Kommissionieren und Versenden durch einen Dienstleister bringt viele Vorteile

Mit der Auslagerung der genannten Prozesse kann sich der Händler im Internetgeschäft darauf konzentrieren, was er am besten kann: Kunden werben und Waren oder Dienstleistungen verkaufen. Kreativität, Menschenkenntnis und Überzeugungskraft zeichnen gute Verkäufer aus – mit ihrem Engagement und ihren Ideen sorgen sie für Umsatz.
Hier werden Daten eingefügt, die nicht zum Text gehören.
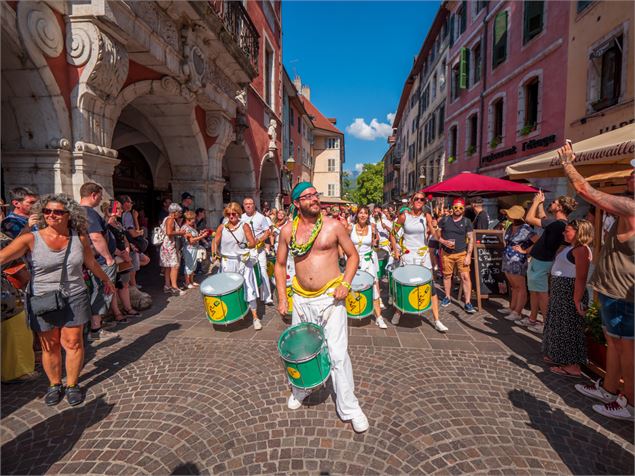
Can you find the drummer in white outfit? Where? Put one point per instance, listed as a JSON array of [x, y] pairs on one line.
[[415, 224], [232, 242], [261, 227], [364, 236]]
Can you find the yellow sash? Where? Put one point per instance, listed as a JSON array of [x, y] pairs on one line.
[[295, 285]]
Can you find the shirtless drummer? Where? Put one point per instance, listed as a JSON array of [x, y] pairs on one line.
[[319, 292]]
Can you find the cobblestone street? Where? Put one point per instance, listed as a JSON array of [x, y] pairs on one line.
[[174, 395]]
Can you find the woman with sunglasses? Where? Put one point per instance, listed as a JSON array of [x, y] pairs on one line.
[[232, 242], [364, 237], [416, 225], [56, 254]]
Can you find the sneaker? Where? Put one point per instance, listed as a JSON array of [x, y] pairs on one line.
[[101, 334], [360, 423], [619, 409], [526, 322], [54, 394], [395, 319], [438, 325], [513, 316], [537, 328], [293, 403], [74, 395], [595, 390]]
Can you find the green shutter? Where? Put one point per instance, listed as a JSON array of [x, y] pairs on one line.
[[463, 68]]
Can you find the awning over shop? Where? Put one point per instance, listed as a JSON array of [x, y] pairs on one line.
[[602, 157]]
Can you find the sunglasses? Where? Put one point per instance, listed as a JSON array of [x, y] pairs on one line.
[[57, 213]]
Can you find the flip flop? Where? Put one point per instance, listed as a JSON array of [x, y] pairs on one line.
[[565, 373]]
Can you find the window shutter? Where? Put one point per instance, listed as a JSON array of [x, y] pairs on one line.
[[463, 68]]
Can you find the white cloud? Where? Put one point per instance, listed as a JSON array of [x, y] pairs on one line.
[[361, 130]]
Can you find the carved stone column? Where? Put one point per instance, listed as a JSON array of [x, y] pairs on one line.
[[44, 170], [93, 163]]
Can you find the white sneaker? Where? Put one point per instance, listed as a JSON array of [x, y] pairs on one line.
[[595, 390], [619, 409], [537, 328], [360, 423], [513, 316], [293, 403], [438, 325]]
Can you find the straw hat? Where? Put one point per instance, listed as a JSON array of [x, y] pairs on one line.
[[515, 213]]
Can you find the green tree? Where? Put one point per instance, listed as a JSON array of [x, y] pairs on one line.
[[370, 185]]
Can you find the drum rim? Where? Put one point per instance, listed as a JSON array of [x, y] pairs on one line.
[[304, 359]]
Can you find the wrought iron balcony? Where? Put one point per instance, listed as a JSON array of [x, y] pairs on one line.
[[239, 27]]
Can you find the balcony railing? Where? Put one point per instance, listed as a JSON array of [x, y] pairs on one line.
[[239, 26]]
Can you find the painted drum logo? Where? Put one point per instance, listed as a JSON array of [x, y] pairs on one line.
[[216, 309], [419, 297], [355, 303]]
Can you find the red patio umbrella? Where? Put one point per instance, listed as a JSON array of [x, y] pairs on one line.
[[467, 184]]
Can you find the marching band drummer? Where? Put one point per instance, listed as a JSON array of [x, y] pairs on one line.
[[415, 224], [319, 292], [232, 242], [364, 236]]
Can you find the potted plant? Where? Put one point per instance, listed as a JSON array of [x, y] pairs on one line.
[[596, 342]]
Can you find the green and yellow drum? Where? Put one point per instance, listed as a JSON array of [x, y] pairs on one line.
[[305, 355], [412, 288], [224, 298], [382, 261], [359, 302]]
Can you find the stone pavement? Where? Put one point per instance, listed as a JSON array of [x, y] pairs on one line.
[[174, 395]]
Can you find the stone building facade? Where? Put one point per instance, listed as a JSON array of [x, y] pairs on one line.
[[146, 98]]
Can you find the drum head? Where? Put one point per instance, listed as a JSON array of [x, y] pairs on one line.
[[412, 275], [221, 283], [301, 342], [361, 281]]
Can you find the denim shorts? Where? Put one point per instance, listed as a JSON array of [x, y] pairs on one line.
[[617, 317], [538, 275]]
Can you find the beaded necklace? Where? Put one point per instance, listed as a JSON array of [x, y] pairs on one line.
[[297, 249]]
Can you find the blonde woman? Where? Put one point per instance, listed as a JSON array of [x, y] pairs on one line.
[[232, 242], [564, 342]]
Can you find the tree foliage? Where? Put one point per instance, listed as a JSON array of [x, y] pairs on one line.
[[370, 185]]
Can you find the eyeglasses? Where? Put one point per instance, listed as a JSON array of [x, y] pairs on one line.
[[57, 213], [310, 196]]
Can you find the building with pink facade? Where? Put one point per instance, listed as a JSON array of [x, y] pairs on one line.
[[507, 83]]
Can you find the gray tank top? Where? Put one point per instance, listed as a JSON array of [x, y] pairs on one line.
[[46, 267]]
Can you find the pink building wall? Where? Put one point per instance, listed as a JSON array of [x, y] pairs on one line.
[[544, 56]]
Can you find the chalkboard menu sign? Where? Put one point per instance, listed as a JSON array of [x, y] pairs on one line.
[[487, 276]]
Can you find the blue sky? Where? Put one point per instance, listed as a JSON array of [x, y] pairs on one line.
[[355, 57]]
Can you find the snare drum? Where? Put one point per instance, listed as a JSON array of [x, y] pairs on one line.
[[224, 298], [382, 261], [359, 302], [412, 288], [305, 355]]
Damit sie sich darauf konzentrieren können, übernimmt der Dienstleister den administrativen Teil des Geschäfts. Dafür gibt es gute Gründe:

  • Der Onlinehändler behält seine schlanke Struktur. Lager- und Personalkosten entfallen, um Verpackungsmaterial muss er sich nicht kümmern. Die je nach Vertrag anfallenden Ausgaben für den Dienstleister sind planbar und orientieren sich am Umsatz.
  • Computergestützte Auftragsabwicklung und Automatisierungen in der Logistik gewähren ein effizientes Kommissionieren, Etikettieren und Versenden. Das sichert kürzeste Lieferzeiten und minimiert die Anzahl von fehlerhaften Sendungen.
  • Logistiker verfügen über ausgefeilte Warenwirtschaftssysteme, die stets für einen ausreichenden Lagerbestand, für korrekte Inventurwerte und pünktliche Lieferungen sorgen.
  • Die in der Branche bereits übliche Sendungsverfolgung und das mögliche Tracking des Pakets wird Teil des eigenen Kundenservices.

Onlinehandler, gerade wenn sie ihr Geschäft beginnen, sollten ihren Auftrag an den Logistiker exakt auf ihren Bedarf abstimmen.Kurz nach dem Start möchten die meisten Existenzgründer so viel wie möglich selbst erledigen. Doch insbesondere die administrativen Aufgaben kosten viel Zeit und Nerven. Es lohnt sich, frühzeitig über ein Outsourcing dieser Tätigkeiten nachzudenken.